Con gran conmoción, la Universidad Nacional de Colombia, sede Medellín, confirmó este miércoles la muerte de Angie Pahola Tovar Calpa, una estudiante de 26 años que cursaba el último semestre de Ingeniería Administrativa en la Facultad de Minas. La joven había sido secuestrada el pasado 27 de agosto por hombres armados, presuntamente pertenecientes a una disidencia de las FARC, mientras regresaba de unas vacaciones en su natal Nariño.
De acuerdo con los reportes preliminares, el secuestro ocurrió en una zona rural del departamento del Cauca, una región históricamente afectada por el conflicto armado y la presencia de distintos grupos ilegales, entre ellos disidencias de las FARC y el ELN. Tras casi dos meses de incertidumbre, las autoridades hallaron el cuerpo de la joven, confirmando el peor desenlace posible para su familia, compañeros y comunidad universitaria.
A través de un comunicado firmado por la vicerrectora Mary Luz Alzate Zuluaga, la Universidad Nacional lamentó profundamente la pérdida y expresó su solidaridad con los allegados de Angie Pahola.

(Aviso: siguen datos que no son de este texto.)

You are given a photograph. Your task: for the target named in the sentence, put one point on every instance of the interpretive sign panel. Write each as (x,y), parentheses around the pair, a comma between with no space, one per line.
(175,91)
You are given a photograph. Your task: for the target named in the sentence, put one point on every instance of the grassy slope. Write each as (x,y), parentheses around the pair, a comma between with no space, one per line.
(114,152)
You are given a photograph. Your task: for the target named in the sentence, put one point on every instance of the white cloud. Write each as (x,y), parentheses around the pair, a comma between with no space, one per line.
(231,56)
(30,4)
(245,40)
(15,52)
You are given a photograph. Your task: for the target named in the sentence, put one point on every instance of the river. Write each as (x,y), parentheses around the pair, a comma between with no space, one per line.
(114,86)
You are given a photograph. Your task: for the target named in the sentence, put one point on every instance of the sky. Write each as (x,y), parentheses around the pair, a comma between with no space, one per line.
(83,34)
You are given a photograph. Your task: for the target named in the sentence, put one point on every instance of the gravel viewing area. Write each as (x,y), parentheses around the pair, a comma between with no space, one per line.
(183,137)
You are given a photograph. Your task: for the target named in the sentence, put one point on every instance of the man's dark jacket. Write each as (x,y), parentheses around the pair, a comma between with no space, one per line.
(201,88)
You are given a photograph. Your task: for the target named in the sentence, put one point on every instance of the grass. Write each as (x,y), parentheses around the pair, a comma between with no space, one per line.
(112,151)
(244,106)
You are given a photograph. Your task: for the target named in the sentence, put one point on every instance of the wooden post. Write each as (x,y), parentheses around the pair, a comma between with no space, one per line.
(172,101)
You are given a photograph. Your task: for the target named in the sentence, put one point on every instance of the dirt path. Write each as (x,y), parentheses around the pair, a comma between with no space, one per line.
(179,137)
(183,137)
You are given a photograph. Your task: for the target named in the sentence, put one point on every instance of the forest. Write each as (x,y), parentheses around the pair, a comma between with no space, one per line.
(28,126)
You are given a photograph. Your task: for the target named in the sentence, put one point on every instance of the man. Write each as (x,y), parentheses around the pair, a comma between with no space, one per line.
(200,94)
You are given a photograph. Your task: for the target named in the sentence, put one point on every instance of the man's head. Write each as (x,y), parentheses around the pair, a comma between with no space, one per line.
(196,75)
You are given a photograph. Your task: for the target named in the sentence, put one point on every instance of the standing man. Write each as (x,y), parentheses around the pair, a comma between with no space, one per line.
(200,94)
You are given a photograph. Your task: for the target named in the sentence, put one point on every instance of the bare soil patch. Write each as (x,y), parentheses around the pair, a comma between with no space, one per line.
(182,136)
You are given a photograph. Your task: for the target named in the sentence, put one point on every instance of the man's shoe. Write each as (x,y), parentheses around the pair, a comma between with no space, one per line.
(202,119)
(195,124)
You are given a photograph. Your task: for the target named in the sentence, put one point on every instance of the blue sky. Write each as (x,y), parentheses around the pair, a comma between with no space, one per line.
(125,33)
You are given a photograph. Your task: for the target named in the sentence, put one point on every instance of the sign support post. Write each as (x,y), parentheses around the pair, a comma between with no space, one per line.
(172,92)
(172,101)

Además, hizo un llamado urgente a las autoridades judiciales y de seguridad para que se investiguen los hechos con celeridad y se esclarezcan las circunstancias de su muerte.
“La partida de Angie Pahola nos duele profundamente y nos recuerda la urgencia de construir un país en paz, donde las juventudes puedan vivir y desarrollarse sin miedo”, expresó la institución, destacando el compromiso y talento académico de la joven, quien estaba a punto de culminar sus estudios profesionales.
El caso de Angie se suma a una preocupante cifra de desapariciones en Colombia. Según datos de la Unidad de Víctimas, en 2024 se registraron 8.680 casos, un aumento del 10,6 % frente al año anterior. De ese total, 244 personas fueron halladas sin vida, mientras que más de 6.200 continúan desaparecidas.
El país sigue enfrentando un panorama crítico de violencia y secuestros en zonas rurales, donde la presencia de grupos armados ilegales sigue afectando gravemente a las comunidades y cobrando la vida de jóvenes con grandes sueños como Angie Pahola Tovar Calpa.